Question

Let $f\left(x\right)=\frac{{\cos }^{-1}(1-\{x{\}}^2\left){\sin }^{-1}\right(1-\left\{x\right\})}{\left\{x\right\}-\{x{\}}^3},x\ne 0$, where $\left\{x\right\}$ denotes fractional part of $x$. Then
(correct answer + 1, wrong answer - 0.25)

• A. If $f\left(0\right)=\frac{\pi }{4},$ then $f\left(x\right)$ is continuous at $x=0$
• B. If $f\left(0\right)=\frac{\pi }{\sqrt{2}},$ then $f\left(x\right)$ is continuous at $x=0$
• C. If $f\left(0\right)=\frac{\pi }{2\sqrt{2}},$ then $f\left(x\right)$ is continuous at $x=0$
• D. $f\left(x\right)$ is a discontinuous function.

Answer 1

The correct option is D $f\left(x\right)$ is a discontinuous function.

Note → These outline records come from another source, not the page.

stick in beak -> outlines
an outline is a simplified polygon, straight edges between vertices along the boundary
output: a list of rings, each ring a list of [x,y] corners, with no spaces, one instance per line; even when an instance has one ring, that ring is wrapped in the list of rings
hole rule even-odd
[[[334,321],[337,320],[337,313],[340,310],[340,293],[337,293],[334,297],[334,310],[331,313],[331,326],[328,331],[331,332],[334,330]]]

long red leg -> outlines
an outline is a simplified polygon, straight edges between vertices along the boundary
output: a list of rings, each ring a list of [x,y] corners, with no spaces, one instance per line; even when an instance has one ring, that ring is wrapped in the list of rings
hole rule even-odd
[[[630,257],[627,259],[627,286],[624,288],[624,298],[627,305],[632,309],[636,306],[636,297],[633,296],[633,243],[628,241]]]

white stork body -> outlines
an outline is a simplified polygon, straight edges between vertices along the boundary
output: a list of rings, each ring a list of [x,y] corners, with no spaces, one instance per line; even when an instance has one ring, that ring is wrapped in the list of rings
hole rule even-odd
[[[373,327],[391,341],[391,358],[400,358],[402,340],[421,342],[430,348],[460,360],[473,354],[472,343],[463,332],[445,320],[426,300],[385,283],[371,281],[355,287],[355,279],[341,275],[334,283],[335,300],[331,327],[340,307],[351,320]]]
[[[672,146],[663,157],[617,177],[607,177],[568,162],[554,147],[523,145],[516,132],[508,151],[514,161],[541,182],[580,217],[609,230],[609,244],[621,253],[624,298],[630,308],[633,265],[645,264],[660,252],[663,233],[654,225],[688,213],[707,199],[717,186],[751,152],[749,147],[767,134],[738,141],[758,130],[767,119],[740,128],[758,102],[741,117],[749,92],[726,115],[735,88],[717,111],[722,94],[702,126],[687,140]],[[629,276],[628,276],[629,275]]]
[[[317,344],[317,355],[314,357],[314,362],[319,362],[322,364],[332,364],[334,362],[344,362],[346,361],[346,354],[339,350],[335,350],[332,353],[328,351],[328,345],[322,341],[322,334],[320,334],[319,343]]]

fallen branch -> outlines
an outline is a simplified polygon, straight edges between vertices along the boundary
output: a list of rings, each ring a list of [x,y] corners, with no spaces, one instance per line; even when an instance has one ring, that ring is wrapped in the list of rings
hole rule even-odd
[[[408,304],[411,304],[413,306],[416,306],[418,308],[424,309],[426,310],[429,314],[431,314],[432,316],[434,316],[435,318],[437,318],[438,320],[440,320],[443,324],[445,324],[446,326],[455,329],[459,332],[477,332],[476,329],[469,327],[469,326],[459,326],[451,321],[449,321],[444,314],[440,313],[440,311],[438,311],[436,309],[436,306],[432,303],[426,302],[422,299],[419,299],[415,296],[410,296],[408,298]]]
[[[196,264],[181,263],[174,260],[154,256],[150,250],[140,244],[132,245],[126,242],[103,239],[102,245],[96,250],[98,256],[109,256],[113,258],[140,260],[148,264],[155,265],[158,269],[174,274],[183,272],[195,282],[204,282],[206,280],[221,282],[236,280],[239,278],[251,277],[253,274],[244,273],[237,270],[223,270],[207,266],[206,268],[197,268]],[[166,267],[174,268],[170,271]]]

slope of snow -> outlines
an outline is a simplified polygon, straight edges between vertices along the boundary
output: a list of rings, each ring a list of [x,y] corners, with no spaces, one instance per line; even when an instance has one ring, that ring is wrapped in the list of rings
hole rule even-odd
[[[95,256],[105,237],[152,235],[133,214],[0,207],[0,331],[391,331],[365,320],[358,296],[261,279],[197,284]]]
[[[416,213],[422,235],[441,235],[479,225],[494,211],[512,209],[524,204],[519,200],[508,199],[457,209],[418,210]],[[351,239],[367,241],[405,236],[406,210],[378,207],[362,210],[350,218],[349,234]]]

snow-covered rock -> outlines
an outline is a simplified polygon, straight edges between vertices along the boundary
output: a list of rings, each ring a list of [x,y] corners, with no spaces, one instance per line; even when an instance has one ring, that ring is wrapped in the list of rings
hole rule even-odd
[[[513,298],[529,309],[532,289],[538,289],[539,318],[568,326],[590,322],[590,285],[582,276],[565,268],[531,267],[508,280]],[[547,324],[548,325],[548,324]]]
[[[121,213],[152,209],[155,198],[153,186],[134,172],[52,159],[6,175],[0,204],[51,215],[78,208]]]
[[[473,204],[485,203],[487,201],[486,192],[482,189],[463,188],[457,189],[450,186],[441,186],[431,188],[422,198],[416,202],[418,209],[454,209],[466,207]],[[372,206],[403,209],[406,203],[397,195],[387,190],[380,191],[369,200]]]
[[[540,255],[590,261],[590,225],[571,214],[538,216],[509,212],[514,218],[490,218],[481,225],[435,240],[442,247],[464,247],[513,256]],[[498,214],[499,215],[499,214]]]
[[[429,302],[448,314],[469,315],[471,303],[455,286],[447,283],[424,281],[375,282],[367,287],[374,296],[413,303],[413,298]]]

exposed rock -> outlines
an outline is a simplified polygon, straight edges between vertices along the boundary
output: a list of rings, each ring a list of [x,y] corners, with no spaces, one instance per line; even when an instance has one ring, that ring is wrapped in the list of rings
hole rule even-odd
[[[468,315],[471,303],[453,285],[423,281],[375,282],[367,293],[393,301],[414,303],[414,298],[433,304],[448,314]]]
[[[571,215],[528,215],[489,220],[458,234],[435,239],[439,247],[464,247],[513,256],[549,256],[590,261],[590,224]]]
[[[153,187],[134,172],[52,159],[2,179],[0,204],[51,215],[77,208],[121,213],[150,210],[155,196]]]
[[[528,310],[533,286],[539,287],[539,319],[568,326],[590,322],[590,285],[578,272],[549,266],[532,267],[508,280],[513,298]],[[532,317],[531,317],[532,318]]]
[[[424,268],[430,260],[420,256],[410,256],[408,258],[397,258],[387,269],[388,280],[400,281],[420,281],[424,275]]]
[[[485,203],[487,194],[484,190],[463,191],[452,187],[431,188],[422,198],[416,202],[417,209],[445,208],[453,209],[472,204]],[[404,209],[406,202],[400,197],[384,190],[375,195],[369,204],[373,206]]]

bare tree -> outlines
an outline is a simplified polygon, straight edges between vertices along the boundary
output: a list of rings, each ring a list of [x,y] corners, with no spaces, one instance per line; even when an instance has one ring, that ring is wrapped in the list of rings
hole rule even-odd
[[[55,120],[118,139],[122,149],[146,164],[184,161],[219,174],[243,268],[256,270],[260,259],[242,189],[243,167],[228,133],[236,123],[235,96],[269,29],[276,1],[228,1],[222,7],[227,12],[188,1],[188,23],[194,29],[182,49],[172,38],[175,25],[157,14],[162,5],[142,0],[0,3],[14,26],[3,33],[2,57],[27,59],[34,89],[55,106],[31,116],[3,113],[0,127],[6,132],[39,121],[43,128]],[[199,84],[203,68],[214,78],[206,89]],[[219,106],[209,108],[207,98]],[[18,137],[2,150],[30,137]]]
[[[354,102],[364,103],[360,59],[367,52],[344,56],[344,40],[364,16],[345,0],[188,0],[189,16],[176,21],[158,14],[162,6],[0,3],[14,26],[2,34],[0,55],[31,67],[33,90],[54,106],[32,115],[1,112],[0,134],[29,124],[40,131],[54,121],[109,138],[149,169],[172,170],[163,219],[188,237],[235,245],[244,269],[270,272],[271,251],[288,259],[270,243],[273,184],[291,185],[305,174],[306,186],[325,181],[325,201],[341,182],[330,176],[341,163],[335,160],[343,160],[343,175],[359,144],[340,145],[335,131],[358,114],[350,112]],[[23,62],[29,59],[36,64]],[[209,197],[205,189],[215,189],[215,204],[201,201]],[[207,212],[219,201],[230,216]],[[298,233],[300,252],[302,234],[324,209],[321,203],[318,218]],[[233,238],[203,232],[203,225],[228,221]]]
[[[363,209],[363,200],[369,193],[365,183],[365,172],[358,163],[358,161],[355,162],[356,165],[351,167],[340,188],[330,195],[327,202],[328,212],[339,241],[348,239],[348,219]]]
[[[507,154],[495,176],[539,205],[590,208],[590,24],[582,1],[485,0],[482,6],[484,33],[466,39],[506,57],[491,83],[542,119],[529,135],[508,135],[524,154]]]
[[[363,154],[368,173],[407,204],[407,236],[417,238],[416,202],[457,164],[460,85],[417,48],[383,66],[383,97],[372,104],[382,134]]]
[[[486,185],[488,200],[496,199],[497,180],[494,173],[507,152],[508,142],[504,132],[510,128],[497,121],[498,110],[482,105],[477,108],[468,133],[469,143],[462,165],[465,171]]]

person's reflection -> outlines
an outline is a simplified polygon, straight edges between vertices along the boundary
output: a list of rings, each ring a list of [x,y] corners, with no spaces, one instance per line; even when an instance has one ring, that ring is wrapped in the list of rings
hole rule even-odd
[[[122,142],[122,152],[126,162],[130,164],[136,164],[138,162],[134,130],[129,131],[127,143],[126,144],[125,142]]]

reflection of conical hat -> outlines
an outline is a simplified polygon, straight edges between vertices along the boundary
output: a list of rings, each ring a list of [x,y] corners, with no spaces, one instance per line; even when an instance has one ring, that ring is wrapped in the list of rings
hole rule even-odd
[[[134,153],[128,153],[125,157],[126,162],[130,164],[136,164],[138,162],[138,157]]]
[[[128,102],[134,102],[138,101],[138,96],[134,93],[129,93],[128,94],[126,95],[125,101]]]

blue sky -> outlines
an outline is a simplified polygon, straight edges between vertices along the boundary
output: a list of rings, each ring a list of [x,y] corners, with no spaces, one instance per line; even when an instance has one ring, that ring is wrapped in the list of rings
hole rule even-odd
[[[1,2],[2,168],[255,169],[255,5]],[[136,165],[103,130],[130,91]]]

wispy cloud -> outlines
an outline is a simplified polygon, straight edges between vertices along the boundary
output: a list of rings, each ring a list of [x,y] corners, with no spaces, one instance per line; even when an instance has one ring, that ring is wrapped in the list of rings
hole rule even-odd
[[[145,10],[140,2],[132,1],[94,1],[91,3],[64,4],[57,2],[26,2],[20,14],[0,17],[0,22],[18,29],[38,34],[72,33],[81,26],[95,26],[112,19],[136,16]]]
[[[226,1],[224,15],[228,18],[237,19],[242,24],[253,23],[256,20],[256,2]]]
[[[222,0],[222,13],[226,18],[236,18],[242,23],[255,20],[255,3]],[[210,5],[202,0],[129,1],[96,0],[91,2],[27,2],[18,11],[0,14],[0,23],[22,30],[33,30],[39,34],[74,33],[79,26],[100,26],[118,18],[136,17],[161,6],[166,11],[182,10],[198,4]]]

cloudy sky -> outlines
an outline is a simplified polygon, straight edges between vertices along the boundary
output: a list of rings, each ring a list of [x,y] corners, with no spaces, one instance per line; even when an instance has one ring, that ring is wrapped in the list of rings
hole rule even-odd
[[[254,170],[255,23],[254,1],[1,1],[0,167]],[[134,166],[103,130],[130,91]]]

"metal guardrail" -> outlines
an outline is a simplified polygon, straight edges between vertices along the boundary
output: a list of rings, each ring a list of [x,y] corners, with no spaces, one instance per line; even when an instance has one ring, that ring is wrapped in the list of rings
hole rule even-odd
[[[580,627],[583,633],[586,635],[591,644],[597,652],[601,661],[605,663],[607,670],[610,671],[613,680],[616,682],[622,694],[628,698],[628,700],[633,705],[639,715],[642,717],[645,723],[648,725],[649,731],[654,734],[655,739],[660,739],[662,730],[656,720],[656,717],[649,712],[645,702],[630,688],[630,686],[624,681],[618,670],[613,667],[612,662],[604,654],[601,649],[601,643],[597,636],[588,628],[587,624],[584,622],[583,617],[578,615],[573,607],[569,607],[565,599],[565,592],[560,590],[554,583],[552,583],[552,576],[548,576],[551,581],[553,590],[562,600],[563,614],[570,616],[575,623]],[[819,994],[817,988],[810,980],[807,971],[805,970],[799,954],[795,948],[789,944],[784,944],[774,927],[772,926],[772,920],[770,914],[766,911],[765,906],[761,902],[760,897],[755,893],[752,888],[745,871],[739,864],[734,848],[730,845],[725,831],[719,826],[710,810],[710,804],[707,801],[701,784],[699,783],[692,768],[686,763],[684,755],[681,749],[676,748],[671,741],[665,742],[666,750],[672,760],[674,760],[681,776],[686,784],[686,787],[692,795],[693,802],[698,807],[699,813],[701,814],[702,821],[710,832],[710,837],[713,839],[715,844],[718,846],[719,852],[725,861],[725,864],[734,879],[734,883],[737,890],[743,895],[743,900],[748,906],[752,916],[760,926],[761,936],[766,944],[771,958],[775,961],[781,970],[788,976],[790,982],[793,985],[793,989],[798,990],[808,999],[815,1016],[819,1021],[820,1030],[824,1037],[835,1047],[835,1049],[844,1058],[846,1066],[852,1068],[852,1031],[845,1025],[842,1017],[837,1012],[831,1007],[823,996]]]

Given : $f\left(x\right)=\frac{{\cos }^{-1}(1-\{x{\}}^2\left){\sin }^{-1}\right(1-\left\{x\right\})}{\left\{x\right\}-\{x{\}}^3},x\ne 0$
Finding $R.H.L.$
$=\underset{x\to 0^{+}}{lim}\frac{{\cos }^{-1}(1-x^2){\sin }^{-1}(1-x)}{x-x^3}=\underset{x\to 0^{+}}{lim}\frac{{\cos }^{-1}(1-x^2)}{x}\times \frac{{\sin }^{-1}(1-x)}{(1-x^2)}=\underset{x\to 0^{+}}{lim}\frac{{\cos }^{-1}(1-x^2)}{x}\times \frac{\pi }{2}$
Using L'Hospital's Rule,
$=\frac{\pi }{2}\times \underset{x\to 0^{+}}{lim}\frac{-\frac{-2x}{\sqrt{1-(1-x^2{)}^2}}}{1}=\frac{\pi }{2}\times \underset{x\to 0^{+}}{lim}\frac{2}{\sqrt{-x^2+2}}=\frac{\pi }{\sqrt{2}}$

Finding $L.H.L.$
$=\underset{x\to 0^{-}}{lim}\frac{{\cos }^{-1}(1-(1+x{)}^2\left){\sin }^{-1}\right(1-(1+x))}{(1+x)-(1+x{)}^3}=\underset{x\to 0^{-}}{lim}\frac{{\cos }^{-1}(-2x-x^2){\sin }^{-1}(-x)}{(1+x)[1-(1+x{)}^2]}=\underset{x\to 0^{-}}{lim}\frac{{\cos }^{-1}(-2x-x^2){\sin }^{-1}(-x)}{(1+x)(2+x)(-x)}=\underset{x\to 0^{-}}{lim}\frac{{\sin }^{-1}(-x)}{-x}\times \frac{\pi }{4}=\frac{\pi }{4}$

As $\text{L.H.L}\ne \text{R.H.L}$, therefore no value of $f\left(0\right)$ can make $f\left(x\right)$ continuous at $x=0$.